The decision making of an intraday swing trader is usually based on chart technical assessments. The trading frequencies and holding periods are manifold and depend on the respective strategy. An example is the ping pong of prices within a resistance and support zone.
As soon as the prices test the resistance after an upward movement and show the first signs of weakness, the swing trader places a short order and hedges it above the resistance with a stop-loss. He expects prices to run back to support to build strength for a second downtrend. When the scenario occurs, the trader tries to generate a higher profit in the interim trend movement by increasing the position. Then, shortly before reaching support, the trader places an order to exit the short position, as a reversal is possible again. Ideally, he will go long when prices show the first signs of new strength at this level. Depending on whether the higher-level trend is going up or down, it can also only trade the long or short movement or only increase the corresponding direction in the trend course. An example from practice can be seen in image 4 (B4).

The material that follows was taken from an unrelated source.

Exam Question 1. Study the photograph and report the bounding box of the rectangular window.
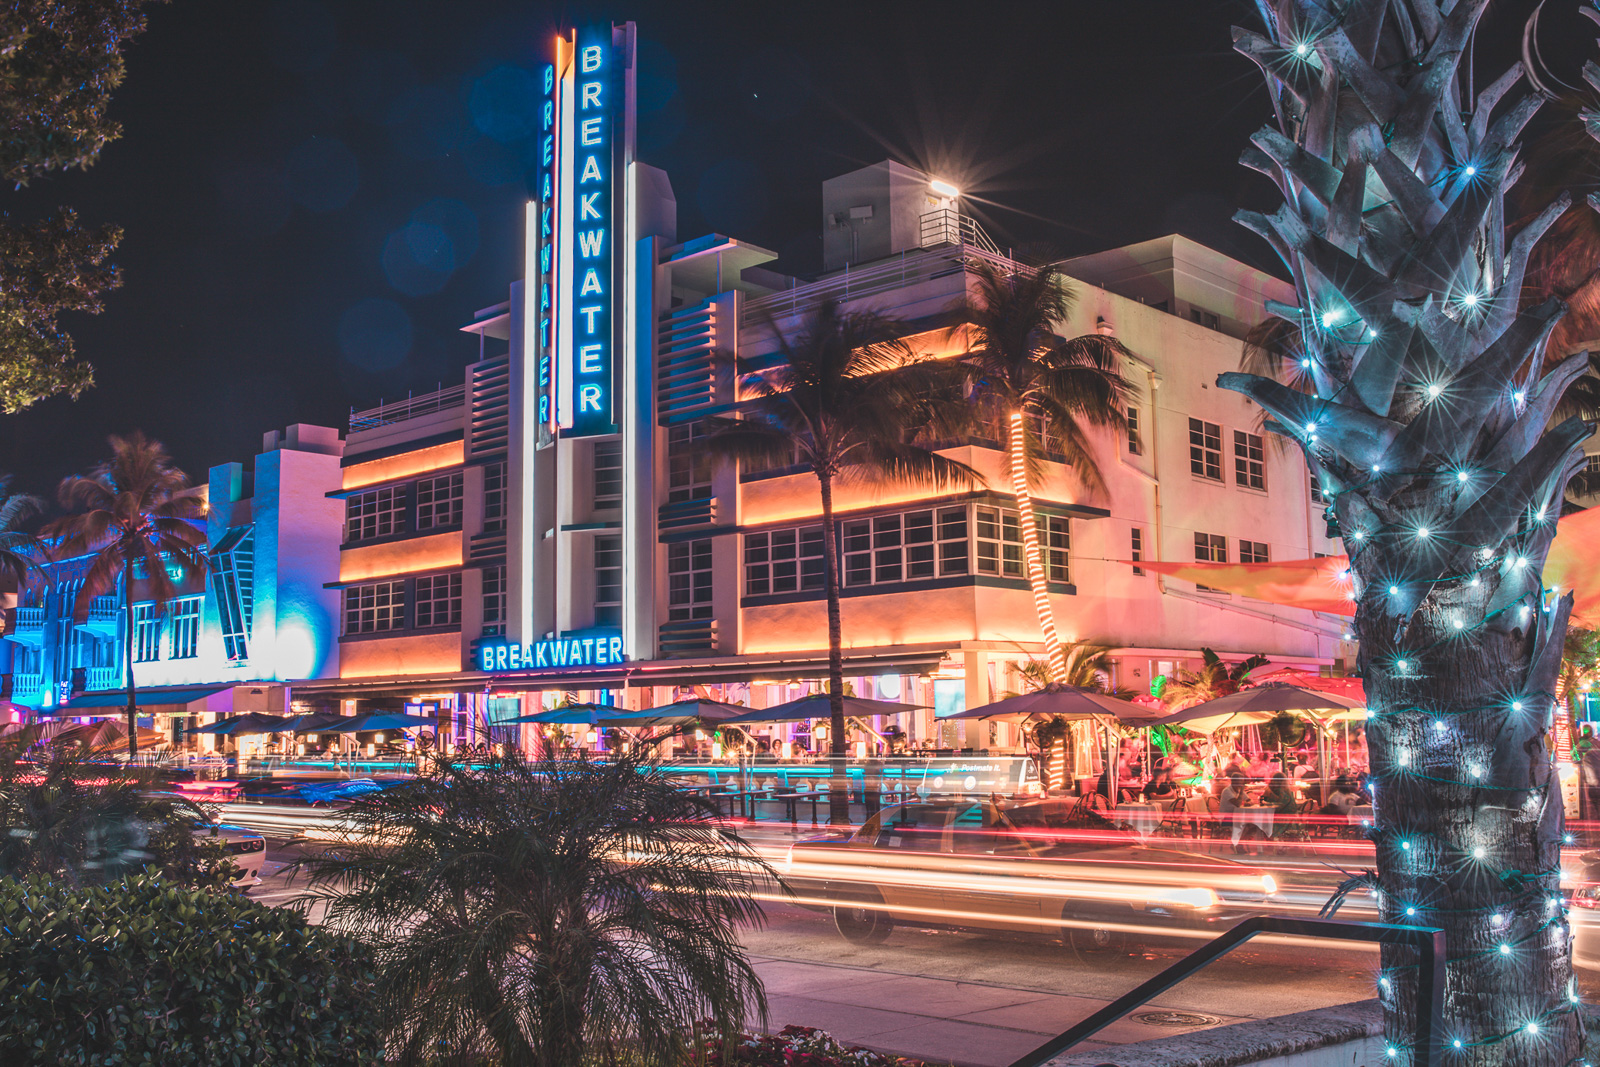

Above: The example shows the trading day on 25 November 2016, which began quietly and technically cleanly. Directly after the opening, the market rose to just below the previous day's high and immediately turned down again (point A). Counter-trend traders were able to position themselves here with a tight stop. Following the trend, it was then possible to trade with the idea that the market would run back to the previous day's low. Shortly before reaching it, the trade was profitably closed out and another long trade was opened (point B). This trade would have been stopped out at a loss as the previous day's low had been breached. As the price regained the level at point C, the downward break now appeared to be a false break and swing traders could start another long attempt. With a breakout above 10 665 Euro a trend-following additional position could be opened again. At the level of 10,700 points, the previous daily high was now approaching, so that the long trade could be ended. At point D, the formation of a deeper intraday high became apparent, which was suitable as a stop level for another short trade - again with a trend following component at a breakout below 10 685. At point E, the market then moved sideways in the midday period, so that the trade should be terminated better due to a lack of momentum.

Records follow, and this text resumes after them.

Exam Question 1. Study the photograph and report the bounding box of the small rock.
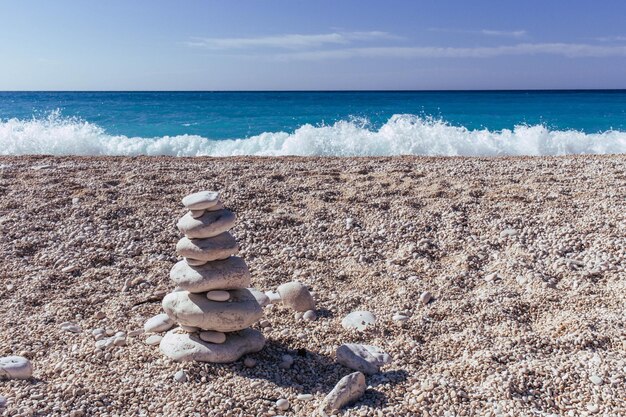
[0,356,33,380]
[0,395,6,408]
[336,344,391,375]
[590,375,603,385]
[61,265,79,273]
[341,311,376,331]
[127,329,143,337]
[143,313,175,333]
[297,394,313,401]
[113,337,126,347]
[248,288,270,307]
[190,209,205,218]
[302,310,317,321]
[69,410,84,417]
[276,398,290,411]
[500,228,518,238]
[420,291,432,304]
[199,331,227,344]
[587,404,599,414]
[265,291,281,304]
[174,370,187,383]
[392,313,409,323]
[279,354,294,369]
[277,282,316,312]
[145,335,163,346]
[60,322,81,333]
[243,357,257,368]
[94,311,106,320]
[318,372,366,415]
[259,319,271,328]
[92,328,105,337]
[206,290,230,302]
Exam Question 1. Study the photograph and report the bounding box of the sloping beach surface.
[0,155,624,416]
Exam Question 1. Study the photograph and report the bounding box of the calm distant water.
[1,91,625,156]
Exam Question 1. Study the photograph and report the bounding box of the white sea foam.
[1,112,624,157]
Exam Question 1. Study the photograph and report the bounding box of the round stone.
[302,310,317,321]
[265,291,281,304]
[143,313,175,333]
[182,191,220,210]
[199,331,226,344]
[159,328,266,363]
[170,257,250,293]
[177,209,236,239]
[243,357,257,368]
[276,399,290,411]
[341,311,376,331]
[336,343,392,375]
[145,335,163,346]
[176,233,239,262]
[174,370,187,383]
[162,289,263,332]
[0,356,33,380]
[206,290,230,302]
[420,291,432,305]
[277,282,315,312]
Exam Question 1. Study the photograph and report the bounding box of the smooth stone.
[336,344,391,375]
[297,394,313,401]
[341,311,377,331]
[590,375,603,385]
[243,357,257,368]
[266,291,281,304]
[277,282,315,312]
[302,310,317,321]
[92,328,105,337]
[176,233,239,262]
[174,370,187,383]
[248,288,270,307]
[177,209,236,239]
[318,372,366,416]
[145,335,163,346]
[392,314,409,323]
[60,322,81,333]
[420,291,432,304]
[279,354,294,369]
[190,209,205,218]
[199,331,227,344]
[0,395,6,408]
[170,257,250,293]
[160,328,265,363]
[143,313,175,333]
[0,356,33,380]
[185,258,208,267]
[276,399,290,411]
[206,290,230,302]
[162,289,263,332]
[113,337,126,347]
[182,191,220,210]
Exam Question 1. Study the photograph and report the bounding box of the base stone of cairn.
[159,191,266,363]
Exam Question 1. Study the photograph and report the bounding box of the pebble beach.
[0,154,625,416]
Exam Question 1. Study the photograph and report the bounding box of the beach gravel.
[0,155,624,416]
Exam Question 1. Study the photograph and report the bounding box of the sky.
[1,0,626,90]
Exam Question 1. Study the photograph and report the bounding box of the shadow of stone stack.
[159,191,266,362]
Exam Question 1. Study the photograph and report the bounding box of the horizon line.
[1,88,626,93]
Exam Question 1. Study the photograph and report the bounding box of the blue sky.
[1,0,625,90]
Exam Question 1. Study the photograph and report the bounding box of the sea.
[0,90,625,156]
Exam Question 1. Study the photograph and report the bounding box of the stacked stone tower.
[159,191,265,362]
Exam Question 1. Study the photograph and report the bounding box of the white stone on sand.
[336,343,391,375]
[277,281,315,312]
[341,311,377,331]
[318,371,366,416]
[173,370,188,383]
[143,313,175,333]
[420,291,432,305]
[181,191,220,210]
[145,335,163,346]
[276,398,290,411]
[0,356,33,380]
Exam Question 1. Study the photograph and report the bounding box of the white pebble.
[302,310,317,321]
[420,291,432,304]
[145,335,163,346]
[206,290,230,301]
[276,398,290,411]
[174,370,187,383]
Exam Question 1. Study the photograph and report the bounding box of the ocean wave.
[1,112,625,156]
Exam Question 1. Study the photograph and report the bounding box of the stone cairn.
[159,191,266,363]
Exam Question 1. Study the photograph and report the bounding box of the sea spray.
[1,112,625,157]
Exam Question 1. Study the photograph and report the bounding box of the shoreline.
[1,154,624,416]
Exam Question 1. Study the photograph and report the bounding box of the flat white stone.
[176,233,239,262]
[341,311,376,331]
[162,289,263,332]
[302,310,317,321]
[182,191,220,210]
[266,291,281,304]
[145,335,163,346]
[170,257,250,293]
[0,356,33,380]
[336,344,391,375]
[318,372,366,415]
[420,291,432,304]
[174,370,187,383]
[160,328,265,363]
[199,331,226,344]
[177,209,236,239]
[276,399,290,411]
[143,313,175,333]
[206,290,230,302]
[184,258,207,266]
[277,281,315,312]
[60,322,81,333]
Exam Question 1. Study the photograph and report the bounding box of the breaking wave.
[1,112,624,156]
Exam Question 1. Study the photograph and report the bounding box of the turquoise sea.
[1,91,625,156]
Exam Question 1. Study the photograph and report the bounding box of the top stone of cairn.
[182,191,221,210]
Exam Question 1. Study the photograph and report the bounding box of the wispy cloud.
[593,35,626,42]
[186,31,399,50]
[429,28,528,38]
[274,43,626,61]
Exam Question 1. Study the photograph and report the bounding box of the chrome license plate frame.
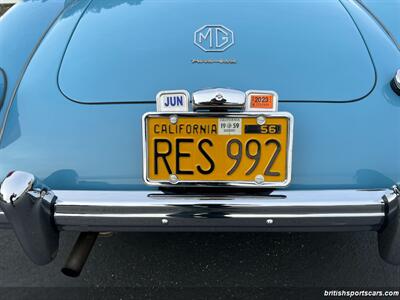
[142,112,294,187]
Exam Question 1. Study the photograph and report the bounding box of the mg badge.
[194,25,234,52]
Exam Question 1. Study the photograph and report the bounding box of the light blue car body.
[0,0,399,191]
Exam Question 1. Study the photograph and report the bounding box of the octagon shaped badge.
[194,25,234,52]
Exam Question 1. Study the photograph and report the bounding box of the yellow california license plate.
[143,113,293,187]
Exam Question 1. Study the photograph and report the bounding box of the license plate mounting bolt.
[169,115,178,124]
[255,175,265,184]
[169,174,178,184]
[256,115,266,125]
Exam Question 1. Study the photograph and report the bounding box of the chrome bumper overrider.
[0,171,399,265]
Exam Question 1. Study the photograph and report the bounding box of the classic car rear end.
[0,0,399,276]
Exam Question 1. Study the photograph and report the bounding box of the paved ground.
[0,230,399,298]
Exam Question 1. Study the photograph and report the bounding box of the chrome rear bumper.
[0,187,397,232]
[54,189,388,232]
[0,171,399,265]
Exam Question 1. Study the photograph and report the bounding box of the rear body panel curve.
[0,0,399,191]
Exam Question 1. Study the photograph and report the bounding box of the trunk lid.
[58,0,375,103]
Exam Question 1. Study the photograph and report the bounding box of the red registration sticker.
[250,94,274,109]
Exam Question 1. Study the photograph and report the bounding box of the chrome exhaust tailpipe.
[61,232,98,277]
[0,171,59,265]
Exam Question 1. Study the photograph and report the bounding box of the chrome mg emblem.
[194,25,234,52]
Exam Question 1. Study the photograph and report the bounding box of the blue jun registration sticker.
[156,90,190,112]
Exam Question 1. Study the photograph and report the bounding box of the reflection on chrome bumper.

Due to the rather difficult balance between reversal and trend trading, intraday swing trading approaches are more suitable for advanced traders. At the same time, they offer the best opportunities to regularly take an attractive profit from the market. However, it should not be forgotten that, in the worst case, one can be stopped out with both the reversal and trend following positions. As with all intraday strategies, sophisticated risk management is therefore required.

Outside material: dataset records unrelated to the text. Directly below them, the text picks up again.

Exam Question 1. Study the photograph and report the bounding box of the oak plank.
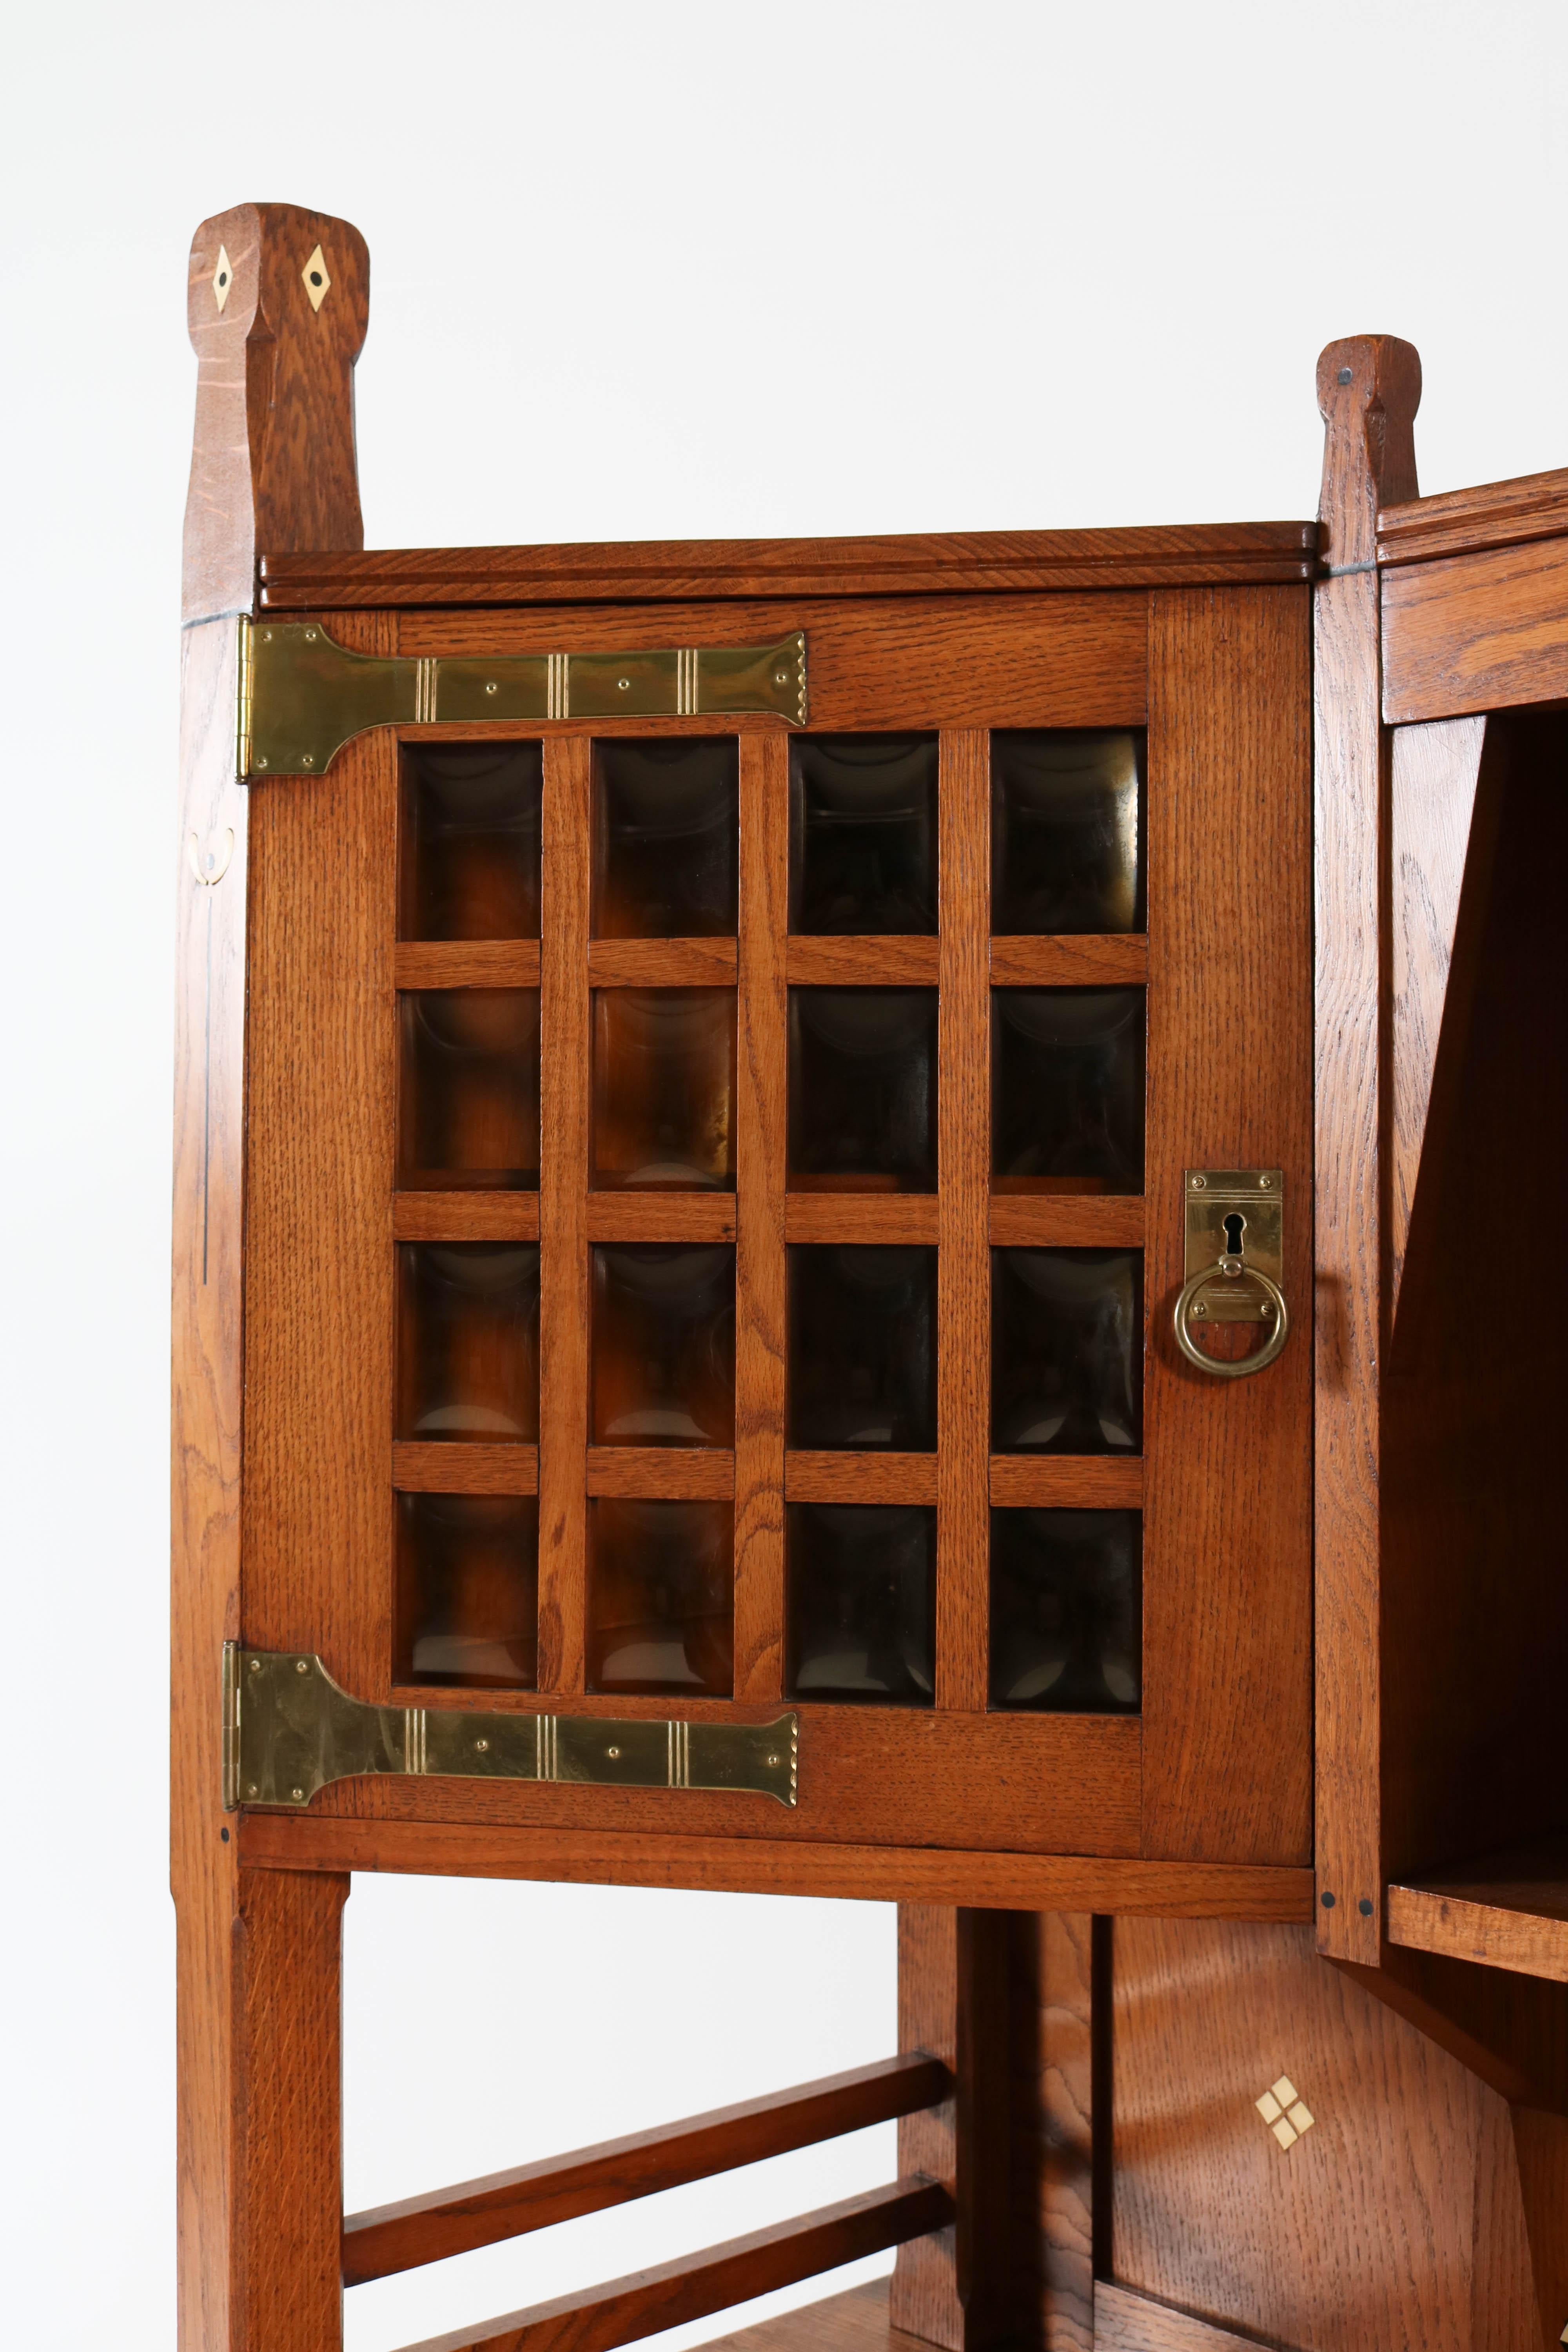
[343,2055,948,2285]
[588,938,736,987]
[936,731,991,1715]
[586,1448,735,1500]
[1093,2283,1269,2351]
[389,2181,951,2352]
[394,1194,539,1241]
[393,1444,538,1496]
[395,941,541,989]
[733,733,789,1702]
[989,937,1147,987]
[1383,533,1568,722]
[786,938,940,986]
[538,736,591,1693]
[988,1197,1145,1248]
[786,1454,939,1506]
[786,1196,940,1245]
[989,1458,1143,1509]
[586,1195,736,1243]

Risk and money management is even more important than the strategy that intraday traders ultimately use. In case of doubt, traders should risk less than too much. In general, intraday trading strategies are only suitable for traders who have extensive experience trading at higher time levels. In addition, successful intraday traders often develop individual variations of certain strategies, which are only described here in general. Experienced day traders can perfect these approaches to the point of intuition, which unconsciously tells them what is the most likely scenario in which situation.